By embedding Agent HQ into your Copilot experience, workflows become fluid, empowering developers to work smarter and more collaboratively.


Agent HQ Mission Control Command Center Features

At the heart of the platform lies Mission Control, a powerful command center that consolidates AI operations across all your devices:

  • Multi-Agent Management: Assign and run multiple AI agents in parallel to handle complex, multitasked projects.

  • Cross-Platform Interface: Consistent user experience on GitHub, VS Code, mobile apps, and CLI.

  • Real-Time Insights: Track progress of agent tasks dynamically with notifications and summaries.

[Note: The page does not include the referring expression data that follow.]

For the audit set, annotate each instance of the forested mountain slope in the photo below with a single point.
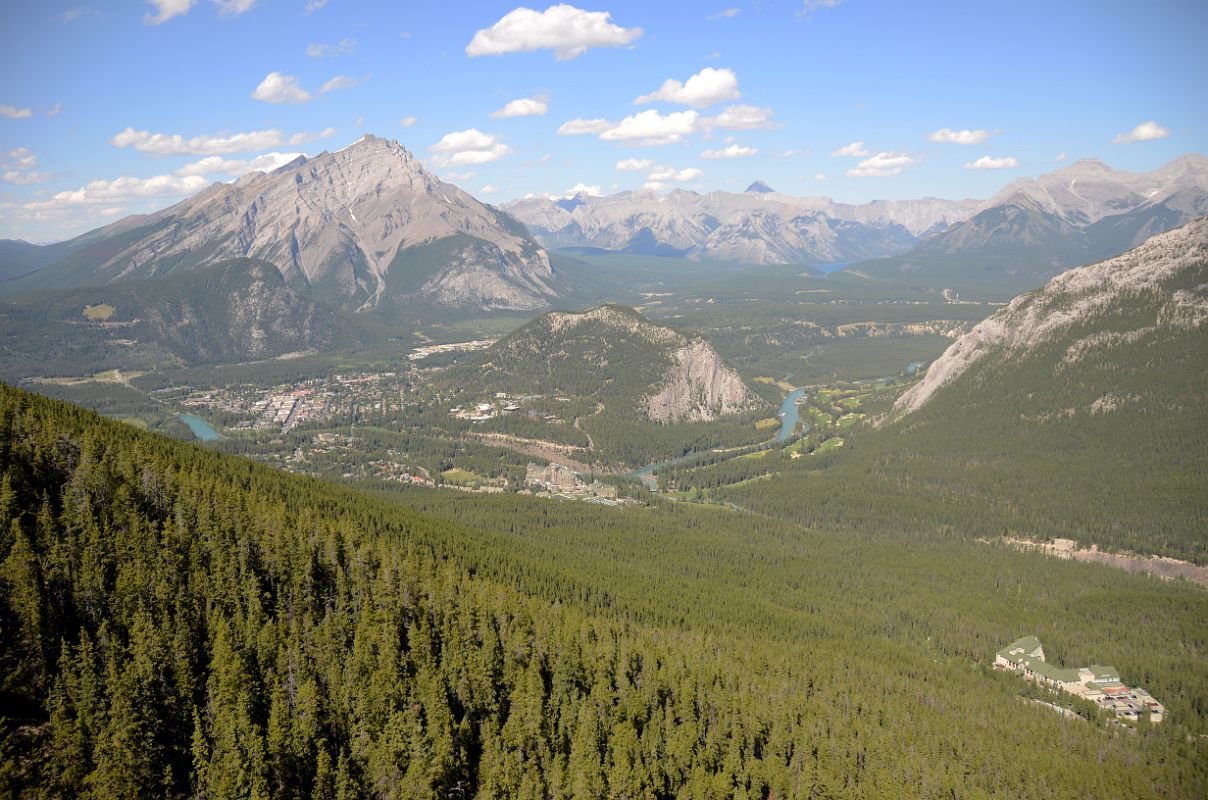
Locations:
(187, 624)
(232, 311)
(1037, 227)
(1075, 411)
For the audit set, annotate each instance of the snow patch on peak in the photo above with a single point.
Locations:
(1072, 297)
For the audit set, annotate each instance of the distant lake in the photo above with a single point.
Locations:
(201, 428)
(789, 416)
(826, 268)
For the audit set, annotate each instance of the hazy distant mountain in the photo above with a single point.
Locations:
(1120, 314)
(614, 354)
(1035, 227)
(365, 227)
(758, 226)
(19, 258)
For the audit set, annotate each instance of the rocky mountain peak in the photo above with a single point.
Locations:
(366, 226)
(1076, 299)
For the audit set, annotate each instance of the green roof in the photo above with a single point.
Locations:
(1020, 648)
(1049, 671)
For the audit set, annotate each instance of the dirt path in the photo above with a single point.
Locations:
(591, 445)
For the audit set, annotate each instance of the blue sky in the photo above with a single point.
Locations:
(117, 108)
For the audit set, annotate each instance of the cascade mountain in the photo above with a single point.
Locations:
(365, 229)
(232, 311)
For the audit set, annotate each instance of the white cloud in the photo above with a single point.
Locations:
(950, 137)
(71, 15)
(582, 189)
(742, 117)
(811, 6)
(237, 167)
(1144, 132)
(21, 158)
(575, 127)
(19, 178)
(564, 29)
(162, 144)
(671, 175)
(343, 47)
(987, 162)
(341, 82)
(652, 128)
(470, 146)
(854, 150)
(280, 88)
(730, 151)
(704, 88)
(108, 192)
(233, 7)
(528, 106)
(166, 10)
(883, 164)
(13, 112)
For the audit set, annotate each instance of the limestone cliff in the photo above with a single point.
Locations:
(700, 387)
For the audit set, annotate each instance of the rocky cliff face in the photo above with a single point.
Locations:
(633, 367)
(750, 227)
(700, 388)
(1119, 301)
(366, 227)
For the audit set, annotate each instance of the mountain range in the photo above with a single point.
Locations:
(369, 229)
(1074, 411)
(364, 229)
(756, 226)
(1037, 227)
(1028, 232)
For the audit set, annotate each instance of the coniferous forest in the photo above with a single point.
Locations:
(179, 622)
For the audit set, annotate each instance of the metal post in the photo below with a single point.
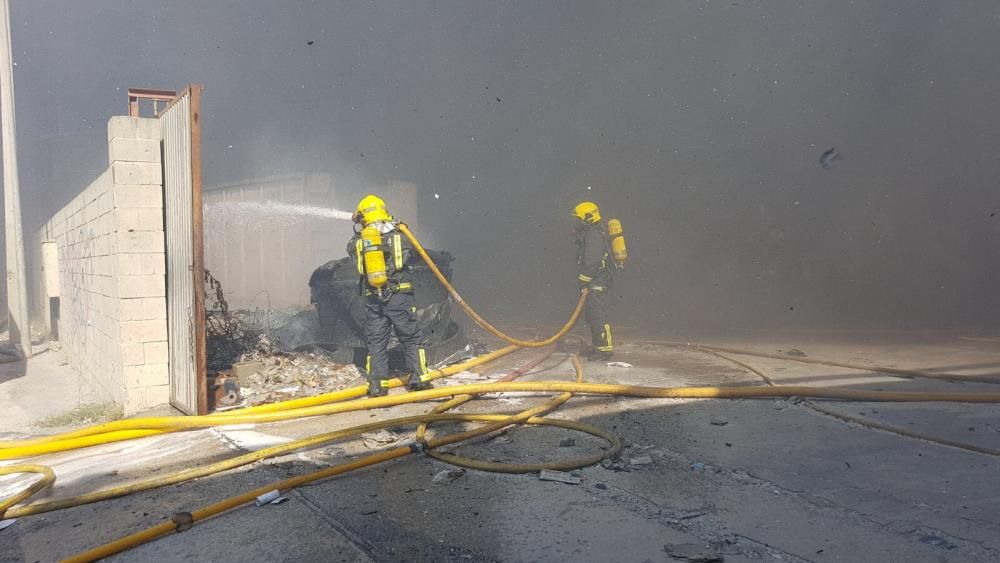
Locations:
(17, 290)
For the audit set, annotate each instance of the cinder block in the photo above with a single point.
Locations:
(156, 352)
(133, 355)
(154, 308)
(141, 286)
(139, 242)
(139, 219)
(130, 309)
(142, 398)
(145, 375)
(133, 150)
(137, 173)
(124, 127)
(139, 196)
(154, 264)
(129, 265)
(138, 332)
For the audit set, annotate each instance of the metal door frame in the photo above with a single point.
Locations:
(197, 252)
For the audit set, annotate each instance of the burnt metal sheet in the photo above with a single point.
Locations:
(180, 134)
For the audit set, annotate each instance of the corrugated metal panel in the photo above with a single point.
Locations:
(177, 187)
(265, 259)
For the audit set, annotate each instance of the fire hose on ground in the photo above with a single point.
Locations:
(333, 403)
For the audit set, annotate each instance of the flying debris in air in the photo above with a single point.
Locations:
(827, 159)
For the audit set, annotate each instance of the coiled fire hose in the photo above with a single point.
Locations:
(475, 316)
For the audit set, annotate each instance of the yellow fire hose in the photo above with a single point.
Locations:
(859, 419)
(106, 433)
(48, 477)
(265, 453)
(324, 405)
(185, 520)
(475, 316)
(636, 391)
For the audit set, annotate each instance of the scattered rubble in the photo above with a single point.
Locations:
(559, 476)
(270, 497)
(447, 476)
(692, 552)
(373, 440)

  • Security & Identity Controls: Assign permissions and policies to AI agents as if they were human collaborators.

  • Seamless Collaboration: Integrate with popular team tools like Slack, Jira, Microsoft Teams, and Azure Boards.

  • One-Click Conflict Resolution: Simplified merging of AI-generated code with existing branches without manual intervention.

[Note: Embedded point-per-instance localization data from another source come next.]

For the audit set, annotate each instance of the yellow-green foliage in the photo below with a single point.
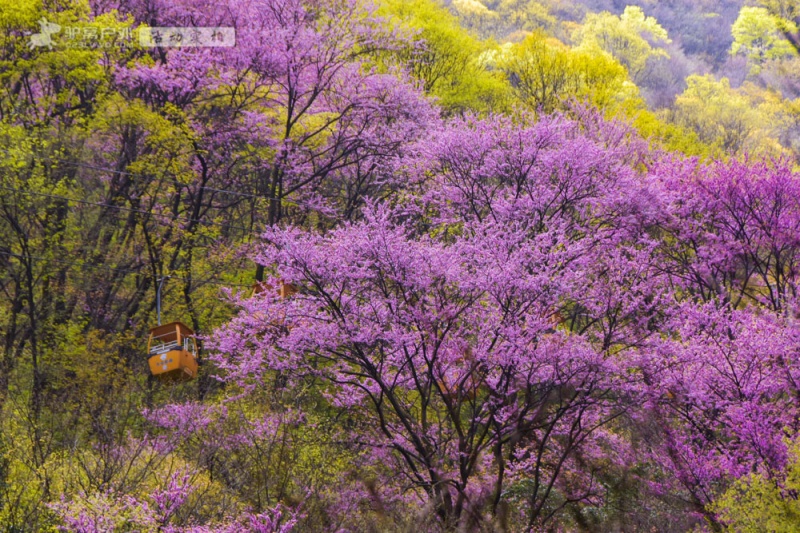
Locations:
(733, 120)
(448, 65)
(624, 37)
(545, 73)
(755, 504)
(757, 35)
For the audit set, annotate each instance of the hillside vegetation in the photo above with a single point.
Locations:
(477, 265)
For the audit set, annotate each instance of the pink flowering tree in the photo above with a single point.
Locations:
(468, 333)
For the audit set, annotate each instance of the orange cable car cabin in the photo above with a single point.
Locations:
(172, 350)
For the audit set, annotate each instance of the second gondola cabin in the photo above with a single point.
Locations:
(172, 352)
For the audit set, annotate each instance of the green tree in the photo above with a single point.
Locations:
(787, 17)
(756, 35)
(627, 37)
(448, 62)
(755, 503)
(546, 72)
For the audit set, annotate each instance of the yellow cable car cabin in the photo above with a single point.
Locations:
(173, 352)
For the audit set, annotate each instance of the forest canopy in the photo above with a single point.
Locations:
(468, 265)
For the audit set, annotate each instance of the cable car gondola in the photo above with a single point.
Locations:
(172, 348)
(173, 352)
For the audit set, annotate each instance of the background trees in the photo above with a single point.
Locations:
(515, 308)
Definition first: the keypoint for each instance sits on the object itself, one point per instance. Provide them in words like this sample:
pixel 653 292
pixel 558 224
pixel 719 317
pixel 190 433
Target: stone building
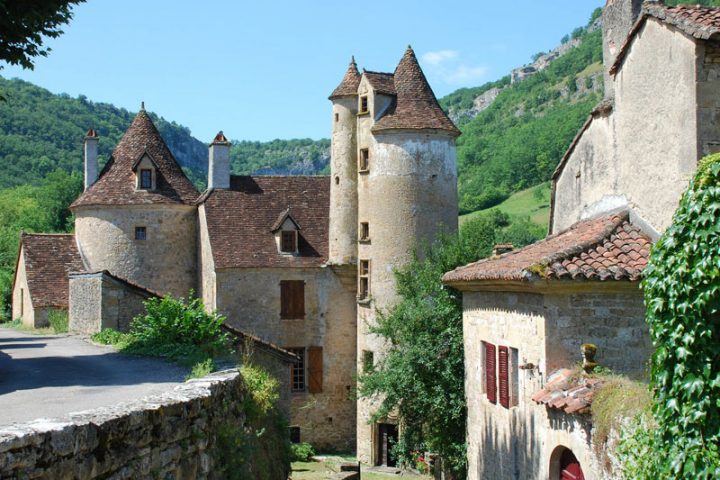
pixel 299 262
pixel 527 313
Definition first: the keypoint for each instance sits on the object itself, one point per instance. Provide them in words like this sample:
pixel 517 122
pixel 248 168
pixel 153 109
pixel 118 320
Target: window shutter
pixel 503 377
pixel 490 383
pixel 315 369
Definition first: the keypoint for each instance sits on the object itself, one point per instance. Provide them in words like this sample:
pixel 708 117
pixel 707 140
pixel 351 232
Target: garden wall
pixel 178 435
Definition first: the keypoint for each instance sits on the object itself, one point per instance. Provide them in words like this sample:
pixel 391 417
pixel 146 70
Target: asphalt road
pixel 51 376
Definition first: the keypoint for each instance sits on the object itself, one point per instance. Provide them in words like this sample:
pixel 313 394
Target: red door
pixel 570 467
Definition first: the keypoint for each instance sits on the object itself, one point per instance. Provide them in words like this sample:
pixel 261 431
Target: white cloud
pixel 449 67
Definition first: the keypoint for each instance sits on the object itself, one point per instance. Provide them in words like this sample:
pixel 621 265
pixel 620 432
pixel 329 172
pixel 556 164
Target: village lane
pixel 48 376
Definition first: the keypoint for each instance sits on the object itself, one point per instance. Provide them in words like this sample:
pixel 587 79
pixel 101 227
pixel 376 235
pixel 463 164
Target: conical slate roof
pixel 350 82
pixel 416 107
pixel 116 184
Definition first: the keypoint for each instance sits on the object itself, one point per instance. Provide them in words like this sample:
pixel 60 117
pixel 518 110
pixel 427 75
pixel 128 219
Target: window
pixel 297 370
pixel 364 231
pixel 368 361
pixel 364 280
pixel 146 178
pixel 364 160
pixel 288 241
pixel 292 299
pixel 363 104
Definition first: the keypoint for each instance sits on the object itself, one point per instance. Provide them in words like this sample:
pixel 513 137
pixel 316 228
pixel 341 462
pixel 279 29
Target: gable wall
pixel 643 154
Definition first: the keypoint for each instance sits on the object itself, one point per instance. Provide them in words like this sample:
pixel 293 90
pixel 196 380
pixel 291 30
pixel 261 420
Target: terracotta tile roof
pixel 416 107
pixel 116 183
pixel 49 258
pixel 569 391
pixel 381 82
pixel 604 248
pixel 694 20
pixel 348 85
pixel 240 220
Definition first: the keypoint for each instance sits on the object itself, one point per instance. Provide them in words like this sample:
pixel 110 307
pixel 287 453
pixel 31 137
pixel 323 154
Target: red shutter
pixel 315 369
pixel 490 384
pixel 503 377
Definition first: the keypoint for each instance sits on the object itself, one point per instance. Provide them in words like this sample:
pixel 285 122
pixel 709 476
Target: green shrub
pixel 301 452
pixel 58 320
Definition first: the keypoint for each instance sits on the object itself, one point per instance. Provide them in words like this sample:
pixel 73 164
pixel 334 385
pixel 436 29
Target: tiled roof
pixel 240 220
pixel 348 85
pixel 116 183
pixel 569 391
pixel 604 248
pixel 416 107
pixel 694 20
pixel 49 258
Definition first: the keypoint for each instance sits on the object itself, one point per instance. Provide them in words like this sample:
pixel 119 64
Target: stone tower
pixel 618 18
pixel 404 172
pixel 138 219
pixel 343 166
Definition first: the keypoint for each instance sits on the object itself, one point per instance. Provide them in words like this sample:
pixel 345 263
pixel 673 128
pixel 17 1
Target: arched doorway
pixel 570 467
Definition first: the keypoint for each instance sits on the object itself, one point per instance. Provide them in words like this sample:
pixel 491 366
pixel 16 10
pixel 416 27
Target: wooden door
pixel 569 467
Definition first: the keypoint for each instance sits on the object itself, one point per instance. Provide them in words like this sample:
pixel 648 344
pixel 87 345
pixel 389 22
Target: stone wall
pixel 326 419
pixel 99 301
pixel 166 261
pixel 547 328
pixel 174 435
pixel 643 154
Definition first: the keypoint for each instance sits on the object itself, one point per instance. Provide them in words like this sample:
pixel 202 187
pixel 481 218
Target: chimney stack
pixel 91 170
pixel 219 162
pixel 619 16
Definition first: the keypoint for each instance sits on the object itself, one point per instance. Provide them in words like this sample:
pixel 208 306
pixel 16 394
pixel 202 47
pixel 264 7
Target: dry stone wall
pixel 173 435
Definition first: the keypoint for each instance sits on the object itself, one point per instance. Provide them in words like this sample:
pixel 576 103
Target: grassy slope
pixel 533 202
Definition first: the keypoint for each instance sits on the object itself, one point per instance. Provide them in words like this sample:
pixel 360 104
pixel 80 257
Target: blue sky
pixel 264 69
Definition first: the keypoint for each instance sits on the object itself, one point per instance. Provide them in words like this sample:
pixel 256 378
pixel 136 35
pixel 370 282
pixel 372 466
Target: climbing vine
pixel 682 296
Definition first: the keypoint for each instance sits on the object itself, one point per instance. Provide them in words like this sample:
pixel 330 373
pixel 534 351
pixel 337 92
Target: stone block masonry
pixel 173 435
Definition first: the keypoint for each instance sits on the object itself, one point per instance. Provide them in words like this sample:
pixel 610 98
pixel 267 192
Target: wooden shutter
pixel 490 384
pixel 503 377
pixel 315 369
pixel 292 299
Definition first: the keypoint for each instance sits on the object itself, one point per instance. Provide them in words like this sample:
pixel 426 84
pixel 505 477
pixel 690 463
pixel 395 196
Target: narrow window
pixel 292 299
pixel 364 231
pixel 140 233
pixel 315 369
pixel 146 178
pixel 364 282
pixel 288 241
pixel 297 370
pixel 368 361
pixel 363 104
pixel 364 160
pixel 490 378
pixel 294 434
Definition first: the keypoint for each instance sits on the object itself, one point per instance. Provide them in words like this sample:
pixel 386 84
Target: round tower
pixel 343 170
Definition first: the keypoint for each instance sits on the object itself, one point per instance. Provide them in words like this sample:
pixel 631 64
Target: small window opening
pixel 297 371
pixel 364 279
pixel 146 178
pixel 364 231
pixel 363 104
pixel 140 233
pixel 288 241
pixel 364 159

Mission Control effectively turns AI into a team player, eliminating fragmentation by centralizing control and visibility.


Multi-Agent Orchestration Platform for Developers

GitHub Agent HQ is designed as a true multi-agent orchestration platform. It solves the challenge of handling multiple AI coding assistants by providing a unified interface where:

  • Developers can pick specialized agents for different tasks and combine their outputs.

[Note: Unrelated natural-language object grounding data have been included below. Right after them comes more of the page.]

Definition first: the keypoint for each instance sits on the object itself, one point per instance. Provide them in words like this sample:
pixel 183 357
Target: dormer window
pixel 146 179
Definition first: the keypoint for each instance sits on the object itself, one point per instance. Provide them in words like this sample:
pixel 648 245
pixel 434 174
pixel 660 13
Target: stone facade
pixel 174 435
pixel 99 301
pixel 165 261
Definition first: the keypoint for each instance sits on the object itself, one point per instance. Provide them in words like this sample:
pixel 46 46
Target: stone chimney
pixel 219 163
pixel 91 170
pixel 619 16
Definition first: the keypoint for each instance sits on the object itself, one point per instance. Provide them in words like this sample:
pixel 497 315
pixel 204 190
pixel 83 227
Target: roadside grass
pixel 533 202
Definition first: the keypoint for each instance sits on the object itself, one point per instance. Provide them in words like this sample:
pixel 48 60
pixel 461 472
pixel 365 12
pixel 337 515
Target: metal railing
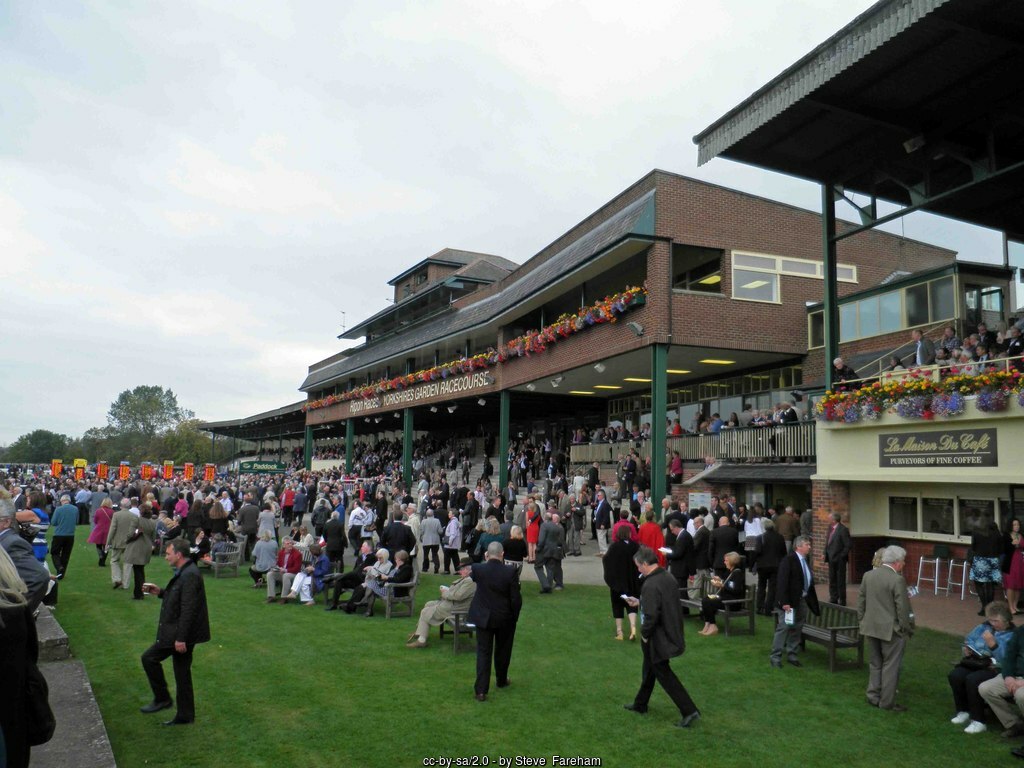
pixel 745 443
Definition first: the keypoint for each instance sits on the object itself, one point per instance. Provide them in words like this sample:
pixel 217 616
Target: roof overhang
pixel 914 101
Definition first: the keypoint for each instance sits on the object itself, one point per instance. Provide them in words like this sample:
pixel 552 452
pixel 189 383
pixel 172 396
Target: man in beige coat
pixel 887 622
pixel 457 597
pixel 123 524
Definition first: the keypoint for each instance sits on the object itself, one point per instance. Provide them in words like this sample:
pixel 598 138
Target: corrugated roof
pixel 636 218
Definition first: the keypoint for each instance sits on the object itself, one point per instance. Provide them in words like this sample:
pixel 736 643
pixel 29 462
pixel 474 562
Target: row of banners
pixel 147 470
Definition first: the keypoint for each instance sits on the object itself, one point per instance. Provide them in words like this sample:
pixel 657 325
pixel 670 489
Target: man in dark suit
pixel 837 555
pixel 795 593
pixel 723 539
pixel 602 522
pixel 662 636
pixel 183 624
pixel 495 611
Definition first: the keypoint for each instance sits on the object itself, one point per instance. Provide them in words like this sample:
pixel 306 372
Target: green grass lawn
pixel 284 686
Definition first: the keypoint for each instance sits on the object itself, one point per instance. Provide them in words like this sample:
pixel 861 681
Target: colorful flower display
pixel 531 342
pixel 918 396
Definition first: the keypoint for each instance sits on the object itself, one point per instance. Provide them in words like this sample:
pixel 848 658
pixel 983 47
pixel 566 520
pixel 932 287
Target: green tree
pixel 38 446
pixel 145 411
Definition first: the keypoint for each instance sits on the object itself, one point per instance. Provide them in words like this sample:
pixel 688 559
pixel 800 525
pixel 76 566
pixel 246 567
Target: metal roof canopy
pixel 914 101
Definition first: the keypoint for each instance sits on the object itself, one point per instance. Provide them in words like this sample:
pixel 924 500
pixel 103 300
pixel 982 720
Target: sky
pixel 198 195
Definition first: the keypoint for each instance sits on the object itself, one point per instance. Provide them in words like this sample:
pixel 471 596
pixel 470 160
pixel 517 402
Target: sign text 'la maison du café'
pixel 953 448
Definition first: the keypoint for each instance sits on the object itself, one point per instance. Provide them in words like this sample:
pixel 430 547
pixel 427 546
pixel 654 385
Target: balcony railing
pixel 774 441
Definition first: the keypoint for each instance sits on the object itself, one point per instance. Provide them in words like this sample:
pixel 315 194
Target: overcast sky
pixel 193 193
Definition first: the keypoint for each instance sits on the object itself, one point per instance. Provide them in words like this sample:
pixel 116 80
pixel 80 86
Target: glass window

  • Teams get consistency through custom instructions which shape agent behavior organization-wide.

  • AI workflows are scalable, allowing hundreds of tasks to be broken down and run in parallel.

  • Feedback loops exist for continuous improvement, with agents evolving based on codebase culture and project rules.

This orchestration leads to faster development cycles, fewer coding errors, and improved project governance.


Guide to Custom Agents in GitHub Agent HQ

Flexibility is key with Agent HQ’s support for custom agents. Developers can create and manage AI assistants tailored to the unique needs of their projects by using:

  • AGENTS.md Files: Version-controlled policy files that define agent preferences, such as coding styles, logging frameworks, or testing methodologies.

  • GitHub MCP Registry: A marketplace of specialized servers that developers can discover and enable easily from within VS Code.

  • Custom System Prompts and Tools: Define detailed instructions and permissible actions to align agent behaviors exactly with team standards.

This personalization ensures that AI assistance is not generic, but a true extension of your development philosophy.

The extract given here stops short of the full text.